Is the peeler awake? said JC.

The peeler's awake.

A man that's been huntin that bear I dont believe these old mountain lions hold much interest.

I think you got that right.

Chips all down and where was he? And us at the mercy of the old folks here. Could of used some help, son. We been outlied till it's pitiful. I mean sent to the showers. Wasnt even a contest, was it Billy?

Not even a contest.

John Grady squared his hat and walked out along the edge of the bluff. The desert plain lay cold and blue below them in the graying light and the shape of the river running down from the north through the break of gray winter trees lay in a pale serpentine of mist.

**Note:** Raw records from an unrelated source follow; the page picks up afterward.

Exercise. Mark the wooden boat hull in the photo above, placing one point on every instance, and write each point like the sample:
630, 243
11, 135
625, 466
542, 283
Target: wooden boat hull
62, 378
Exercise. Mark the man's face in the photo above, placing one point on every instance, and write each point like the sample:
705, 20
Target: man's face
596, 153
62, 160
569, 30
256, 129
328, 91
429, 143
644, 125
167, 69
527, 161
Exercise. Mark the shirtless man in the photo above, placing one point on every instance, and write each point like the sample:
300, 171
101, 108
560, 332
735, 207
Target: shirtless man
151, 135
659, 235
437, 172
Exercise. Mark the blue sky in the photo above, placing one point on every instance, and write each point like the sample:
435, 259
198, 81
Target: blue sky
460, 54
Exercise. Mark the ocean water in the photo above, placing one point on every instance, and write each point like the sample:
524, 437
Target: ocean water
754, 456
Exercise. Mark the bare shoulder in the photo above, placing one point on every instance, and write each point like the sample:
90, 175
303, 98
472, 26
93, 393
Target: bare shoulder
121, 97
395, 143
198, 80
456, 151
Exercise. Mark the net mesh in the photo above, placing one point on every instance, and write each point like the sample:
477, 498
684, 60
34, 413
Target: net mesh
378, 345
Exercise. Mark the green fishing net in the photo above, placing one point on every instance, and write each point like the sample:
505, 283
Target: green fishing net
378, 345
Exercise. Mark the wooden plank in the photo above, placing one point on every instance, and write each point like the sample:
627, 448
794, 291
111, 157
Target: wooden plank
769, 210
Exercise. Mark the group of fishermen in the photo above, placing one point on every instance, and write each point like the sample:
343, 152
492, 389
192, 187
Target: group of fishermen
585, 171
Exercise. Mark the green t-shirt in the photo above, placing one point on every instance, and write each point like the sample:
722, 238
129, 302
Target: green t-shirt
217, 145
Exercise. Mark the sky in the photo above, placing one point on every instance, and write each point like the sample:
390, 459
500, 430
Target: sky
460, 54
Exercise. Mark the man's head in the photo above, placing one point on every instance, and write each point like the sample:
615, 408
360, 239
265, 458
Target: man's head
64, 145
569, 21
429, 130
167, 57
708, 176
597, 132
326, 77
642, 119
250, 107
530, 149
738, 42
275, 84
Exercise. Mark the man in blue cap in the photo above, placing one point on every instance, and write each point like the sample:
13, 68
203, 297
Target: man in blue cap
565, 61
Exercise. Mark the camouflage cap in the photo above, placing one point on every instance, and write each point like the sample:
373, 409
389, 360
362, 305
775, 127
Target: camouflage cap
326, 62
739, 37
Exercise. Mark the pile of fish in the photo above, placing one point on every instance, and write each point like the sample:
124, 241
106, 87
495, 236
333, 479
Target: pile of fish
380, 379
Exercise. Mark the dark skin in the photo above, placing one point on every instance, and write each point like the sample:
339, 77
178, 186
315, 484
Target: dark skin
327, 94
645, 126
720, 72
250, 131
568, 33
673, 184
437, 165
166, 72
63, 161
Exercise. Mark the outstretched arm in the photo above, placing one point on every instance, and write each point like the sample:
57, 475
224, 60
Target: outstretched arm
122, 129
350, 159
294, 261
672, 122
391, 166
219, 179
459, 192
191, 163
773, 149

To the south the cold gray grid of the distant city and the shape of the older city across the river like stampings in the desert soil. Beyond them the mountains of Mexico. The injured hound had come from the fire where the men were sorting and chaining the dogs and it walked out and stood beside John Grady and studied with him the plain below. John Grady sat and let his boots dangle over the edge of the rock and the dog lay down and rested its bloody head alongside his leg and after a while he put his arm around it.

BILLY SAT LEANING with his elbows on the table and his arms crossed. He watched John Grady. John Grady pursed his lips. He moved the remaining white knight. Billy looked at Mac. Mac studied the move and he looked at John Grady. He sat back in his chair and studied the board. No one spoke.

Mac picked up the black queen and held it a moment and then set it back. Then he picked up the queen again and moved. Billy leaned back in his chair. Mac reached and took the cold cigar from the ashtray and put it in his mouth.

Six moves later the white king was mated. Mac sat back and lit the cigar. Billy blew a long breath across the table.

John Grady sat looking at the board. Good game, he said. It's a long road, said Mac, that has no turning.